Agathe Lasch – Werk und Erinnerung
Die Philologin Agathe Lasch, geboren am 4. Juli 1879 in Berlin, war die erste Professorin an der Universität Hamburg und erste Germanistikprofessorin in Deutschland überhaupt. 1909 an der Universität Heidelberg promoviert, lehrte und forschte sie zunächst mehrere Jahre an einem amerikanischen Frauencollege, bevor sie 1917 ihre Arbeit am Deutschen Seminar des Hamburgischen Kolonialinstituts aufnahm. Hier übernahm sie sogleich die Leitung der „Sammelstelle für das Hamburgische Wörterbuch“ und begann mit den Vorarbeiten für ein vollständiges wissenschaftliches Wörterbuch der Hamburger niederdeutschen Sprache. 1919 habilitierte sie sich an der im selben Jahr neu gegründeten Hamburgischen Universität und wurde dort 1923 zur Professorin ernannt. Im selben Jahr fasste sie gemeinsam mit ihrem Kollegen Conrad Borchling den Plan, ein weiteres Wörterbuchprojekt in Angriff zu nehmen, die vollständige Neubearbeitung des „Mittelniederdeutschen Handwörterbuchs“ von Lübben/Walther. 1926 wurde sie schließlich auf das Extraordinariat für niederdeutsche Philologie berufen. Agathe Laschs Tätigkeit an der Hamburgischen Universität endete mit der Herausgabe der siebten Lieferung des Mittelniederdeutschen Handwörterbuchs im Jahre 1934.
Als Frau konnte sich Agathe Lasch auf ihrem wissenschaftlichen Weg in Deutschland gegen alle Widrigkeiten behaupten und durchsetzen, als Jüdin in Deutschland wurde sie dagegen Opfer der nationalsozialistischen Barbarei: 1934 vorzeitig aus dem Hochschuldienst entlassen, mit Publikationsverbot belegt, ihrer Bibliothek beraubt, wird sie am 15. August 1942 nach Riga deportiert und dort am 18. August, dem Tag ihrer Ankunft, ermordet.

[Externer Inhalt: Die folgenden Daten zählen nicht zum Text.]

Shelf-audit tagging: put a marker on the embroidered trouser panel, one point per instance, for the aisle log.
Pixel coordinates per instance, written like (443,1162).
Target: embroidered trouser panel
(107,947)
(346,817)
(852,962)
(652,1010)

Agathe Lasch wird heute in vielfältiger Weise gedacht. In Hamburg-Othmarschen gibt es seit 1970/71 einen Agathe-Lasch-Weg und die Hamburger Universität hält seit 1999 mit dem Agathe-Lasch-Hörsaal die Erinnerung an ihre erste Professorin wach. Zwei Stolpersteine, einer vor dem Haus Nr. 9 der Gustav-Leo-Straße (früher Rehhagen) und einer auf dem Bürgersteig vor dem Universitätshauptgebäude, erinnern an Agathe Lasch.